Для возбуждения острого читательского интереса Гопс начал с конца. Он дал нечто вроде рецензии на только что вышедший фильм из жизни Эдгара По. Он высмеивал эстетические восторги и рассуждения кинообозревателей вечерних газет по поводу игры Джонса и его чудесного перевоплощения в знаменитого писателя.
«Игра? — спрашивал он. — Перевоплощение? Ну, а почему не сказать правду, даже если она противоречит опыту и здравому смыслу? Зачем скрывать истину, хотя она и парадоксальна? На экране появился настоящий По. Да, он автор необыкновенных рассказов. Его удалось выхватить из его времени и перенести в наше, благодаря сложному эксперименту, опирающемуся на теоретические разработки известного физика Филиппа Дадлина. Чтобы не затруднять внимание неподготовленного читателя математическим аппаратом, автор статьи должен опустить доказательства нового дискретного понимания времени, его зигзагообразной природы. Эксперимент, произведенный в лаборатории Гопса, внес нечто принципиально новое в понимание сущности актерской игры… Актер не играет с действительностью, а скорей действительность играет с ним. На время он становится другой личностью…».
Статья была длинной, и я не намерен пересказывать ее содержание.
Я отложил журнал и облегченно вздохнул. Чтение статьи Гопса было похоже на сеанс гипноза.
— Ну, что теперь скажете, милый Дадлин? — спросила Елизавета Меб.
— Он прав только в одном, — ответил я, — в каждом современном человеке живет актер.

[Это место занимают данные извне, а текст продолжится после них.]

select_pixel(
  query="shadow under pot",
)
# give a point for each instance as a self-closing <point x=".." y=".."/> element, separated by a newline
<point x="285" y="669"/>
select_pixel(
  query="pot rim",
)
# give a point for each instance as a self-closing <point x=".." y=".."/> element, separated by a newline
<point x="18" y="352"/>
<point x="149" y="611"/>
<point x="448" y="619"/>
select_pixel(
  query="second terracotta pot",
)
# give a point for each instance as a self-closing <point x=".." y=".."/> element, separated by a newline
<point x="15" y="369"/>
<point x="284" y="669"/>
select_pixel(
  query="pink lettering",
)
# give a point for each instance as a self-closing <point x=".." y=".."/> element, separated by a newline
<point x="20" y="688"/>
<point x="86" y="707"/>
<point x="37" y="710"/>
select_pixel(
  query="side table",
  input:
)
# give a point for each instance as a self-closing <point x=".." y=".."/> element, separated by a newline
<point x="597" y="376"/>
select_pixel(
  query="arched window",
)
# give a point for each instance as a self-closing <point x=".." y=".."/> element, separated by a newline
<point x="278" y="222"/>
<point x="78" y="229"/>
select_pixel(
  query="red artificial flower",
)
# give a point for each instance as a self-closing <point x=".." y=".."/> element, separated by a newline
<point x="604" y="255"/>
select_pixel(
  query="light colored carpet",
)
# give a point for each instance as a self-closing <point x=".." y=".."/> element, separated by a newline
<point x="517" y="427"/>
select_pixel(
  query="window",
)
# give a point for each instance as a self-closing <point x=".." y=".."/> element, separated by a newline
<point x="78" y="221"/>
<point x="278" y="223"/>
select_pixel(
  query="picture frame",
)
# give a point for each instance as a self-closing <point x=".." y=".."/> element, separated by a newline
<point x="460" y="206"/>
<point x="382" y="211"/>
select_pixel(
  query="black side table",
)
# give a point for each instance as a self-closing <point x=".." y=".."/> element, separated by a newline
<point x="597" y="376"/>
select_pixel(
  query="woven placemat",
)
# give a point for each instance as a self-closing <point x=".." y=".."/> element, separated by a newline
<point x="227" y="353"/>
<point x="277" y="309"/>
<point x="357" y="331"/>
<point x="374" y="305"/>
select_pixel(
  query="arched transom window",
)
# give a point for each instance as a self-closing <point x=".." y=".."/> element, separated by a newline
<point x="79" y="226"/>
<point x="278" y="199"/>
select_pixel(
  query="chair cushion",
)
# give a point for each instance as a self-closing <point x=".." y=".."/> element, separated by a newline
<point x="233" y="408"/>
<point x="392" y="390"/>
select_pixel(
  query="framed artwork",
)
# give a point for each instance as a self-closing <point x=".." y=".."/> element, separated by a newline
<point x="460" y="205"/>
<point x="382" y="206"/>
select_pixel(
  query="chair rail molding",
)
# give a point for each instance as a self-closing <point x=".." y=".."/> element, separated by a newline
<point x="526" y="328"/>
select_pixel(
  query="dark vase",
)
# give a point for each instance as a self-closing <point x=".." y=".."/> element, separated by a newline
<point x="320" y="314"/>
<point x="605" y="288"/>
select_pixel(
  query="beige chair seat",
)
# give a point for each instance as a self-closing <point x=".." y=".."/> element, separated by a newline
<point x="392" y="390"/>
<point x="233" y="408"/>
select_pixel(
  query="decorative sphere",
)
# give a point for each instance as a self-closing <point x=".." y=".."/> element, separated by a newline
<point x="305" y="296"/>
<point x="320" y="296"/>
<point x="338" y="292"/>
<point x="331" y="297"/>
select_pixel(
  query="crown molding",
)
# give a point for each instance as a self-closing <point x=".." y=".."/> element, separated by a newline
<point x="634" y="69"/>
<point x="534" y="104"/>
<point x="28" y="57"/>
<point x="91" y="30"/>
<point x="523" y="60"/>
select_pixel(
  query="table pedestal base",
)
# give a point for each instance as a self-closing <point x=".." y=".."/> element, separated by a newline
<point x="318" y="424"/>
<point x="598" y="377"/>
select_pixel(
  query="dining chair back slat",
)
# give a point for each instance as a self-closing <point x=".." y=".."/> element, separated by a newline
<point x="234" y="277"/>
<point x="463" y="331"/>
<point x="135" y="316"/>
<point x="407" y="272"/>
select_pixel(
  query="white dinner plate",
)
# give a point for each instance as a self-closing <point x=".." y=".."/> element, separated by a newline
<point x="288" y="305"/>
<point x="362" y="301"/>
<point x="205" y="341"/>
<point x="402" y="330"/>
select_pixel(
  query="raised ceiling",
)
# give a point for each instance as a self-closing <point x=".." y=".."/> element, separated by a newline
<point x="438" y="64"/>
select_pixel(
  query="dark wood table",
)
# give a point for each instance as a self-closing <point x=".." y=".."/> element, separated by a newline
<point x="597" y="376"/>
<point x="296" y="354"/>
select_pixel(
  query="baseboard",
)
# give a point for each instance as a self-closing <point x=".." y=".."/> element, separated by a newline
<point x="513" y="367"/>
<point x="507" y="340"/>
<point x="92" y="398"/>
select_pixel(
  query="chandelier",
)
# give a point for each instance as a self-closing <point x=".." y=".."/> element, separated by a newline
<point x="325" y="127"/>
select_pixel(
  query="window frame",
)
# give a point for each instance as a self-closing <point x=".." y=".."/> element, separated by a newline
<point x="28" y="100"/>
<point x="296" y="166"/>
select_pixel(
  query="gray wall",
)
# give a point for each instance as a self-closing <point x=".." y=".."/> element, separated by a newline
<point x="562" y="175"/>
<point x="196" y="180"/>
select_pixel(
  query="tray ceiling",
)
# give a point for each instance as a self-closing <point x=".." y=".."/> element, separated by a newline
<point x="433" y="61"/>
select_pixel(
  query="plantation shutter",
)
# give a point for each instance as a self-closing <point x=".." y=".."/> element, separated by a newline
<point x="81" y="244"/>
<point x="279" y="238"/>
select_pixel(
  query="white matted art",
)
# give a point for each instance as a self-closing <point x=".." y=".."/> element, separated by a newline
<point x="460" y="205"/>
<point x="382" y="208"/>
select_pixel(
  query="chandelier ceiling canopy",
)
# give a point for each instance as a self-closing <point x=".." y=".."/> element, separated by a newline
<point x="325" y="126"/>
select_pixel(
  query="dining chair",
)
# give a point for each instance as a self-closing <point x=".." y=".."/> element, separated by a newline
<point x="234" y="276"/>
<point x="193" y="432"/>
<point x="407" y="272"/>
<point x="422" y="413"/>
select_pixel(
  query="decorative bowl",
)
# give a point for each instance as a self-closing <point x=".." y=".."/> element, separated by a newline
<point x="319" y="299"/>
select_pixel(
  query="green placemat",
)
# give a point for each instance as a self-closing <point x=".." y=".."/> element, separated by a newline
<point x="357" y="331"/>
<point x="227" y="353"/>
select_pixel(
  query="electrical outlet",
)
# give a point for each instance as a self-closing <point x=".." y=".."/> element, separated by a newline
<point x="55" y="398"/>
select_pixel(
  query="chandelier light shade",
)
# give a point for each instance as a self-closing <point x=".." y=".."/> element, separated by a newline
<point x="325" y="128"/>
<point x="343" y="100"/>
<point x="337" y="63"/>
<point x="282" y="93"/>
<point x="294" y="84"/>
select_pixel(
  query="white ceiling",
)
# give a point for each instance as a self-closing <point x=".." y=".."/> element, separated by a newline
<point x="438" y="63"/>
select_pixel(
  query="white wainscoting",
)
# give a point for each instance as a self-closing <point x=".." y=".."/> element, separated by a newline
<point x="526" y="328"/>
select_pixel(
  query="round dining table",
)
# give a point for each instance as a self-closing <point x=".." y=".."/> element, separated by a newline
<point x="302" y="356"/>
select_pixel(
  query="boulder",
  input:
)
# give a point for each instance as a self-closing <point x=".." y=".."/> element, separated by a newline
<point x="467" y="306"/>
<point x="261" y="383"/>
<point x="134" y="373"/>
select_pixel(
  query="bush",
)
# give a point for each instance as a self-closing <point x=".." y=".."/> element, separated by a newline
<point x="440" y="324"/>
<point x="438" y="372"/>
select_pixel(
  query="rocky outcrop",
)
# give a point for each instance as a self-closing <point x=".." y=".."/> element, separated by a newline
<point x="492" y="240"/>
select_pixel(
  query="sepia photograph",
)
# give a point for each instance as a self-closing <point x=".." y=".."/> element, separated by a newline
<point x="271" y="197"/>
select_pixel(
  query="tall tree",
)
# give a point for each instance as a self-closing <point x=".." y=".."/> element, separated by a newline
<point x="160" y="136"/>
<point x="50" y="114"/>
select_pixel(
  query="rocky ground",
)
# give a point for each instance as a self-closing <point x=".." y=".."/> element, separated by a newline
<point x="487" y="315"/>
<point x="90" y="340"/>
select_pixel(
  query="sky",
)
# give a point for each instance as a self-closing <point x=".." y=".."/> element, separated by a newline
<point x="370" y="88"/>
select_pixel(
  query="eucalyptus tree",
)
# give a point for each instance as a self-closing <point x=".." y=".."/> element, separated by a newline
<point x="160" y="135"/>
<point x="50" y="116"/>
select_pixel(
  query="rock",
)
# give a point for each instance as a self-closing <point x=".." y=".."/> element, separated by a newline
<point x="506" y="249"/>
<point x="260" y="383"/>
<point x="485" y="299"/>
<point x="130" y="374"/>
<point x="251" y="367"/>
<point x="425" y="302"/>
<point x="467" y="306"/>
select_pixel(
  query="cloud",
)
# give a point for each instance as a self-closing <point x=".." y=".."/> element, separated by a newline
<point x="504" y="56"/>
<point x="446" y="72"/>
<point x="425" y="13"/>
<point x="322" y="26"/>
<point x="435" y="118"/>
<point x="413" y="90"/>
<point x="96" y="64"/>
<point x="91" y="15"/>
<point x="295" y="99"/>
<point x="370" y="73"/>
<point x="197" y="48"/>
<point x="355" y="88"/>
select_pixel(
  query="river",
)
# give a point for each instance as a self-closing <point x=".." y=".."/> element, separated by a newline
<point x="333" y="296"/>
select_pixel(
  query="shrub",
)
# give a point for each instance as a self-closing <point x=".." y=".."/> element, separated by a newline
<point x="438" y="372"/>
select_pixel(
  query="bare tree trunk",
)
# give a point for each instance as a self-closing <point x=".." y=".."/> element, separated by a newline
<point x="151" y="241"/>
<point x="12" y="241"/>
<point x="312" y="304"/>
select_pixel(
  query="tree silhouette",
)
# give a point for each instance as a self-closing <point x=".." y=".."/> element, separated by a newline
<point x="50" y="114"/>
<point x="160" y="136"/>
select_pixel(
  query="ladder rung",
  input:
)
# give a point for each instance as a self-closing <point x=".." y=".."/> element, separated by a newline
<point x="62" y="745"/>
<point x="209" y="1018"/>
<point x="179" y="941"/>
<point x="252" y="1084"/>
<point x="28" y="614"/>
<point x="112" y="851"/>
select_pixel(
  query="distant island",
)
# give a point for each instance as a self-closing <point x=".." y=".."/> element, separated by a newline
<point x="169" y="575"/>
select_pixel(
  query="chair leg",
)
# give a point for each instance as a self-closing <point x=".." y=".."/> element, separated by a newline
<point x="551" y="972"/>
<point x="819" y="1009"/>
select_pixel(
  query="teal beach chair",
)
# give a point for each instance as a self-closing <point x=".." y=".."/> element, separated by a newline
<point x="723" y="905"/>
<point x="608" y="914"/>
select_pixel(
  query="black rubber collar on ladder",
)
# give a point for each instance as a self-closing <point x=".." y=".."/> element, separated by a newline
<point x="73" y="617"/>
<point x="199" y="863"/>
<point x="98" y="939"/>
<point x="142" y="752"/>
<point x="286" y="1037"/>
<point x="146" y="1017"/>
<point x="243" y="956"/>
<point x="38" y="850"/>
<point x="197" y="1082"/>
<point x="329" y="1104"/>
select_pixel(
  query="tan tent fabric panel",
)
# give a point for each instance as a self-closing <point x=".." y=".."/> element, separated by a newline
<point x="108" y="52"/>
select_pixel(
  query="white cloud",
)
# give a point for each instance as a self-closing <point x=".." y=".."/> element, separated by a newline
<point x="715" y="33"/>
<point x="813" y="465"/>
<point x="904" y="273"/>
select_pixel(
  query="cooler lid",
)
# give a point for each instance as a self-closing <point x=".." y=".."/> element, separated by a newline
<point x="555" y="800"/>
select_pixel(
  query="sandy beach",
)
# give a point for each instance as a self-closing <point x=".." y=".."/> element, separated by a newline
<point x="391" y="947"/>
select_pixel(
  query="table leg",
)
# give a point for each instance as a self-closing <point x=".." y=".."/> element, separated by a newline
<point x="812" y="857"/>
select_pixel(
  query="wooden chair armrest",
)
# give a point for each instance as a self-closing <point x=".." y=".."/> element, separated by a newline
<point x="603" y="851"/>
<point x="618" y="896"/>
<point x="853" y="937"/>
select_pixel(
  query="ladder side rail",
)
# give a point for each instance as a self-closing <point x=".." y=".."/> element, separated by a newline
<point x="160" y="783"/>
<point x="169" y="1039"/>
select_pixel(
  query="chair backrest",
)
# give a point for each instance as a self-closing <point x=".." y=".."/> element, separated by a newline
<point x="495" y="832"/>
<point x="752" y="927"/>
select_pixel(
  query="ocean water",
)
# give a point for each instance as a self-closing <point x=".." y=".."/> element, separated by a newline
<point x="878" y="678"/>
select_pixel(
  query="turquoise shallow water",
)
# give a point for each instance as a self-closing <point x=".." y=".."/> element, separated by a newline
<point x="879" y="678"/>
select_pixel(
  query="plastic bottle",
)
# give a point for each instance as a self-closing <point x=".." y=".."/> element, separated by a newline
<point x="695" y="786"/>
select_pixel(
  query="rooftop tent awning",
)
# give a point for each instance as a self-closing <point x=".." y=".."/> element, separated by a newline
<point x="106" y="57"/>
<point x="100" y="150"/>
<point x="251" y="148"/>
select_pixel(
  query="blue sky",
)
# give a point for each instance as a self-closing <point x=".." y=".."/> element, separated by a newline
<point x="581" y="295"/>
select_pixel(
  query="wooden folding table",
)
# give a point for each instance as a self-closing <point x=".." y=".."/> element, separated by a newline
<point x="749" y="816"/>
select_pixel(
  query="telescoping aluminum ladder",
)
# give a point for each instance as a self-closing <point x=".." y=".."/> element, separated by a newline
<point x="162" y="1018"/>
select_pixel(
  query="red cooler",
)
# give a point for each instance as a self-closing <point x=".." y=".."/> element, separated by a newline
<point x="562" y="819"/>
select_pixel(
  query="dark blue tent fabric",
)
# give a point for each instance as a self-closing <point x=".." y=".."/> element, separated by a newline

В капиталистическом обществе люди не живут, а играют. Каждый носит маску. Меня удивляет, что вульгарный и недалекий Гопс мог так тонко изложить эту не лишенную остроты и наблюдательности мысль.
— Вы обратили внимание на второстепенное, — сказала Елизавета Меб. — Разве вас не возмутила попытка мещански опошлить и исказить смысл вашей физической идеи? Он пишет, что он убедил актера Джонса в том, что Джонс уже больше не Джонс, а Эдгар Аллан По, вызванный из прошлого.
— А может, он и в самом деле его убедил, Елизавета?
— Но какое он право имел это делать? С точки зрения этики, это преступно.
— Не будем говорить об этике, Елизавета. Это далеко нас заведет. Я не вижу ничего преступного в том, что Гопс помог Джонсу войти в свою роль и талантливо ее сыграть. Если рассуждать так, как рассуждаете вы, то нужно признать каждого режиссера уголовным преступником.
— Не спорю, — сказала Елизавета. — Режиссеры далеко не преступники. Во всяком случае, не все. Но обратили ли вы внимание на другое?
— Что вы имеете в виду?
— Меня возмущает логическая непоследовательность Гопса. В начале статьи он намекает, что Эдгар По был возвращен из прошлого для экспериментального подтверждения вашей гипотезы, а в конце он становится скромным и объясняет психологическое превращение Джонса его слепой верой в вашу теорию.
— Что ж, это мне даже лестно.
— Ну вот, — сказала возмущенным тоном Елизавета Меб, — вы уже готовы амнистировать Гопса. А заодно и этого мошенника Джонса.
— Вы убеждены, что Джонс мошенник? Какие у вас основания?
Елизавета оставила мой вопрос без ответа и изобразила на своем лице презрение, презрение и насмешку.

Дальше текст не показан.